Yujin, 26 ans, vit avec sa mère et son frère adoptif dans un appartement de Séoul. Un matin il se réveille couvert de sang, le corps de sa mère git en bas des escaliers, la gorge tranchée. Yujin n’a aucun souvenir de ce qu’il s’est passé, pour cause il est sujet à des crises d’épilepsie qui altèrent sa mémoire. Qui a tué sa mère ? Pourquoi est-il lui-même couvert de sang ? Avant que son frère adoptif ne revienne à l’appartement ou que sa tante ne cherche à joindre sa mère, Yujin n’a que très peu de temps pour se débarrasser du corps et des traces de sang… Mais la découverte d’indices compromettants et d’un carnet intime tenu par sa mère dans lequel elle retrace les faits et gestes de Yujin l’incitent à se plonger dans son propre passé. Ce qu’il y découvre est à glacer le sang.

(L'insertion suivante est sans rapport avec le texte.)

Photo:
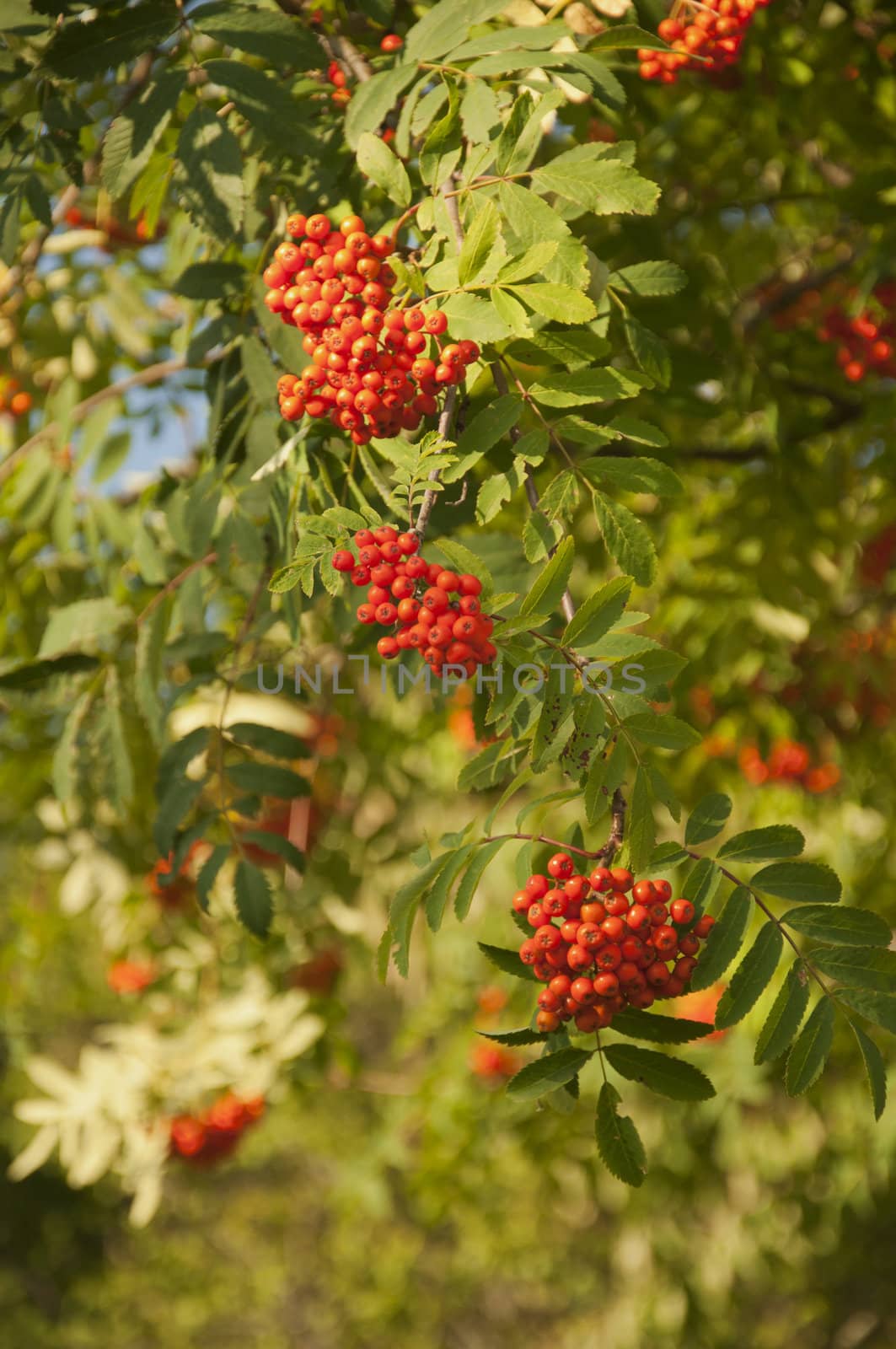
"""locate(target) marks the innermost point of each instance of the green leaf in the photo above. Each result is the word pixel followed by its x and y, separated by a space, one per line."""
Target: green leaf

Etes-vous prêt à vous retrouver enfermé dans l’esprit d’un psychopathe ? C’est que nous propose avec brio l’autrice coréenne dans ce récit, qui est à peu de chose près un huis-clos. Au réveil, Yujin, avec qui on devient très proche au fil des pages, se trouve au centre d’une scène de crime dont le cadavre est sa propre mère. Amnésique il n’a sur le coup aucun souvenir de la nuit, il enchaine donc les hypothèses bancales qui ne mènent à rien sur ce qui a pu se passer. Une chose est sûre il n’a pas envie qu’on le découvre recouvert de sang près du corps de sa mère. S’ensuit donc une course contre la montre pour dissimuler le corps et nettoyer les indices. Mais c’est sans compter l’inquiétude de Haejin, son demi frère et de sa tante quant à l’absence de la mère de famille. Rapidement, on apprend que celle-ci est envahissante, abusive, et a contrecarré la passion de Yujin pour la natation, allant même jusqu’à briser son rêve de devenir champion… Mais Yujin qui soufre d’épilepsie est soumis à un traitement médical lourd, prescrit par sa tante médecin, malheureusement il lui arrive de cesser de prendre ses médicaments, au risque de conséquences fâcheuses. La vie de Yujin semble se résumer à ce cercle familial étouffant. En fouillant les affaires de sa mère, il trouve un carnet intime dans lequel elle note ses faits et gestes et le désigne ainsi « l’enfant« , avec détachement comme s’il n’était pas son propre fils mais plutôt un cas d’étude, dont il faut se méfier. Au fil des pages, le lecteur accompagne Yujin dans la découverte d’un passé oublié et surprenant.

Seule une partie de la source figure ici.